The “signature genes” mentioned in the present invention include the aforementioned marker genes and the aforementioned fate-determining genes.

The “gene expression profile” mentioned in the present invention refers to the expression patterns (status) and dynamic characteristics of the signature genes associated with each progenitor subpopulation. This profile provided information regarding the expression of characteristic genes in a specific progenitor cell subset, including: presence/absence of expression, expression levels, and expression dynamics. Using this information, it is possible to identify or distinguish different progenitor subpopulations, or to sort or enrich hematopoietic progenitor subpopulations, or to detect the quantity and state, or prepare high-purity progenitor subpopulations, or to trace or locate specific progenitor subpopulations. Additionally, this information can be used to control the differentiation direction or potential of HSCs/HPCs through artificial regulation or intervention, or to reprogram the differentiation ability of specific or multiple lineages of hematopoietic stem cells and progenitor cells, or to optimize in vitro culture systems for HSCs/HPCs, or to inhibit the growth of progenitor cells and mature cell populations, or to control the proliferation of progenitor cells and mature cell populations, or to kill progenitor cells and mature cell populations, or to enhance the immune function of progenitor cells and mature cell populations, or to inhibit or regulate the growth of hematological tumor cells (reverse or alter the malignancy or biological behavior of hematological tumor cells in vitro), or to screen hematological tumor treatment drugs in vitro, or to construct in vitro drug screening models for hematological tumors.

The “hematopoietic hierarchy” mentioned in the present invention refers to the hierarchical structure characteristics of the hematopoietic progenitor cell populations, which are obtained by analyzing the re-identified and defined hematopoietic progenitor cell populations based on the expression profiles of the present invention. These hierarchical structure characteristics include the lineage features, differentiation direction, differentiation stages, differentiation pathways (trajectories), and branch points and nodes within the differentiation trajectories of the HPC populations.

The following detailed description of the invention, combined with specific embodiments, was provided to further clarify the invention. The embodiments given are for illustrating the invention and are not intended to limit the scope of the invention. The following examples can serve as guidelines for those skilled in the art to make further improvements, and in no way constitute a limitation on the scope of the invention.

The experimental methods in the following examples, unless otherwise specified, are standard procedures, conducted according to the techniques or conditions described in the literature of the field or as per product manuals. Materials, reagents, etc., used in the following examples, unless otherwise specified, are commercially available.

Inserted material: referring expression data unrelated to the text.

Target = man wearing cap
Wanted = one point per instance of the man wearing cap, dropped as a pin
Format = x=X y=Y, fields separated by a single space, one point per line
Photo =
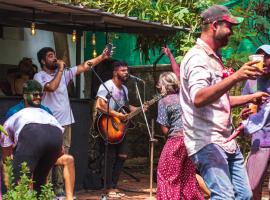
x=207 y=106
x=31 y=130
x=258 y=160
x=32 y=93
x=54 y=78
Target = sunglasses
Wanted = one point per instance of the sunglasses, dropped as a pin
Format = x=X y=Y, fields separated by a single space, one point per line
x=36 y=94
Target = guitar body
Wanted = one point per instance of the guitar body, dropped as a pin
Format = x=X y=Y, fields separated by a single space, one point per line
x=116 y=127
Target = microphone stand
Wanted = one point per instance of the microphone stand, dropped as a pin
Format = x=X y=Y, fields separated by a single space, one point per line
x=108 y=97
x=152 y=140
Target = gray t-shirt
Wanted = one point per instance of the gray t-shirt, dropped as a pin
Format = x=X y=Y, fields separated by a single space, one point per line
x=120 y=94
x=169 y=114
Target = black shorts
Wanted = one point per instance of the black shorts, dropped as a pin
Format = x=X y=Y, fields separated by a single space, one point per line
x=39 y=145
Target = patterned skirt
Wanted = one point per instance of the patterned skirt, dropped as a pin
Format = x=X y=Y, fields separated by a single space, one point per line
x=176 y=173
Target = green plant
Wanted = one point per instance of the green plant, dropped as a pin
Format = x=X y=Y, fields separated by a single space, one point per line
x=22 y=190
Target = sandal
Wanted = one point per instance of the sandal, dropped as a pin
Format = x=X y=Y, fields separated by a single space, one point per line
x=113 y=194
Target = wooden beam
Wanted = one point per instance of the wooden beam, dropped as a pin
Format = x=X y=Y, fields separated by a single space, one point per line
x=78 y=61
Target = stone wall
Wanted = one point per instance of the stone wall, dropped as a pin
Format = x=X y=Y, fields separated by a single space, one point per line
x=138 y=138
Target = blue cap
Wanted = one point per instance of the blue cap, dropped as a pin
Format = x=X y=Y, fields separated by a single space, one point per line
x=265 y=48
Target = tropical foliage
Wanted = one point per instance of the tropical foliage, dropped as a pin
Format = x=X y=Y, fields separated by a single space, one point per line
x=22 y=190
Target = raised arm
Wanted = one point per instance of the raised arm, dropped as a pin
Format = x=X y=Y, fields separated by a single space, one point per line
x=93 y=62
x=256 y=98
x=102 y=106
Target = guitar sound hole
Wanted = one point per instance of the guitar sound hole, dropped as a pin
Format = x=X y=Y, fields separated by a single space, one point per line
x=115 y=125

Example 1: LIN-Negative Depletion Method for Enrichment and Identification of Human Peripheral Blood Hematopoietic Stem and Progenitor Cells

Traditional flow cytometry positive enrichment sorting and magnetic bead positive sorting for hematopoietic stem cells (HSCs) are commonly performed using bone marrow or umbilical cord blood, the stem cell state in umbilical cord blood is significantly different from that in adult hematopoietic stem cells. The proportion of hematopoietic stem cells in bone marrow is higher than in peripheral blood, and the previous studies have typically used bone marrow hematopoietic stem cells to identify and construct hematopoietic stem cell lineage trees. Although high-purity CD34-positive stem cells can be obtained, the main drawbacks of these methods include:

Based on surface markers, they cannot capture hematopoietic progenitor cell subpopulations with negative expression of stem cell surface marker proteins, resulting in the omission of key progenitor cell subpopulations.

Hematopoietic stem cells in bone marrow blood are typically in an undifferentiated (quiescent stem cell) state, making it difficult to enrich a full set of progenitor cells in various stages of differentiation of hematopoietic stem cells from blood.

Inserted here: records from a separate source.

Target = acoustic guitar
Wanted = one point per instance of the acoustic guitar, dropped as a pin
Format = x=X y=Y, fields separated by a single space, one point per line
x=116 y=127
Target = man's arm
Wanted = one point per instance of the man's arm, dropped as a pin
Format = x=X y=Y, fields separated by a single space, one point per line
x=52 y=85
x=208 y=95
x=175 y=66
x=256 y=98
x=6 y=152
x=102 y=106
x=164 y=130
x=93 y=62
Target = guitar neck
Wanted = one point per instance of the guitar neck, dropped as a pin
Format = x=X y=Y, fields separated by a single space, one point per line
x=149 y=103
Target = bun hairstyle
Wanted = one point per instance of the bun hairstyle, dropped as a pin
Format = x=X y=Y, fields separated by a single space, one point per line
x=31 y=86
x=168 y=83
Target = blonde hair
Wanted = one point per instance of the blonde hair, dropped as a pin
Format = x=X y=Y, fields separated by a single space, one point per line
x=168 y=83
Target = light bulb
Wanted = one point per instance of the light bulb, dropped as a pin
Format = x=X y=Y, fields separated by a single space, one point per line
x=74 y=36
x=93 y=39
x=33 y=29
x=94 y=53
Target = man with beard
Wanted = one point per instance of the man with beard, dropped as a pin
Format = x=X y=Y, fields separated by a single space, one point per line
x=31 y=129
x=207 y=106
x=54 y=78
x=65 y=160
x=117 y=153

In resting adult peripheral blood, hematopoietic progenitor cells are extremely scarce, and the number of effectively captured progenitor cells is minimal, preventing effective analysis.

Sampling of bone marrow hematopoietic stem cells is invasive and difficult, leading to a small sample size (usually only a few), with insufficient viable cell numbers.

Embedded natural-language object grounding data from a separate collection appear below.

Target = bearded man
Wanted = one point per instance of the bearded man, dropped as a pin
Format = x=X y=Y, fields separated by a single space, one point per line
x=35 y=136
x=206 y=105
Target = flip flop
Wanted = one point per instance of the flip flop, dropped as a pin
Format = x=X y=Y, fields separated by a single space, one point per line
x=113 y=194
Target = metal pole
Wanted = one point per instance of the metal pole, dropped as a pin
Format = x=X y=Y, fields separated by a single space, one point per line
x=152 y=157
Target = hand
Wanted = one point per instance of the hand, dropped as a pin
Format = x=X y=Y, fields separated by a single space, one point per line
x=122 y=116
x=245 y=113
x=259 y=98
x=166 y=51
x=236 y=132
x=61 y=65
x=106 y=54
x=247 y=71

Methods such as magnetic bead-based enrichment of CD34-positive hematopoietic stem cells have shown that CD34 RNA expression levels can exhibit partial negative expression in single-cell transcriptomics, leading to false-positive contamination in enrichment methods.

In view of the above, this example provides a method for enriching and identifying human hematopoietic stem cells and progenitor cells from peripheral blood. The method uses adult peripheral blood (donated by healthy volunteers from Shenzhen People's Hospital), healthy fetal umbilical cord blood, and peripheral blood mobilized with G-CSF (G-CSF-mobilized peripheral blood is obtained by mobilizing adult peripheral blood according to the following regimen: Granocyte G-CSF, 300 ug/12 hours, subcutaneously injected for 5 consecutive days, followed by peripheral blood collection) as test samples. The study was approved by the Ethics Review Committee of Shenzhen People's Hospital, and informed consent was obtained from the donors or guardians to evaluate the effectiveness of the enrichment method described in this invention. The hematopoietic progenitor cells described in this invention refer to hematopoietic stem cells at different stages of differentiation and are used in a general sense.

1. Method for Enriching and Preparing Human Hematopoietic Stem Cells and Progenitor Cells

1. Collect a test sample of 8 ml of blood using a sodium citrate anticoagulation tube, and transferred the blood into a 50 ml centrifuge tube.

2. Establish a LIN-negative depletion system. In this example, the RosetteSep method was used to remove non-hematopoietic cells, achieving the enrichment effect. Specifically, this method included a combination of one or more non-hematopoietic stem cell surface markers to form the LIN (CD3, CD19, CD56, CD11B, CD16, CD36, CD66b, glycophorin A, CD61, CD41, etc.) system, in combination with various removal schemes to remove non-hematopoietic stem cells in the blood, such as lymphocytes (CD3, CD19, CD20, CD56), myeloid cells including monocytes and granulocytes (CD11B, CD14, CD16), granulocytes (CD11B, CD66b), erythroid cells, and platelets (CD61, CD41, CD36, glycophorin A), etc. Alternatively, an immunomagnetic bead method for negative removal or a flow cytometry sorting method can be used in combination with the LIN-negative depletion system to remove the aforementioned non-hematopoietic stem cells, achieving the enrichment effect.

The specific LIN-negative depletion system and steps were as follows:

Preferably, the depletion system can be optimized by combining one or more of the following products: #15272, #15226, #15664, #15628, #15263, #15271HLA, #15026 (STEMCELL catalog numbers). Additionally, the use of reagents may be increased by 20% to optimize the removal of granulocytes and lymphocytes, which are typically in greater numbers. This example presented one combination scheme for reference, but different combinations may result in deviations in the proportion and population of enriched cells.

For each test sample tube, 50 μl/ml of Depletion Reagent A Cocktail (STEMCELL, catalog number 15272), 5 μl/ml of Depletion Reagent B Cocktail (STEMCELL, catalog number 15226), and 50 μl/ml of Depletion Reagent C Cocktail (STEMCELL, catalog number 15026) were added to the blood, mixed thoroughly, and incubated for 10 minutes.

Key components in Depletion Reagent A include the following antibodies: CD3, CD19, CD56, glycophorin A.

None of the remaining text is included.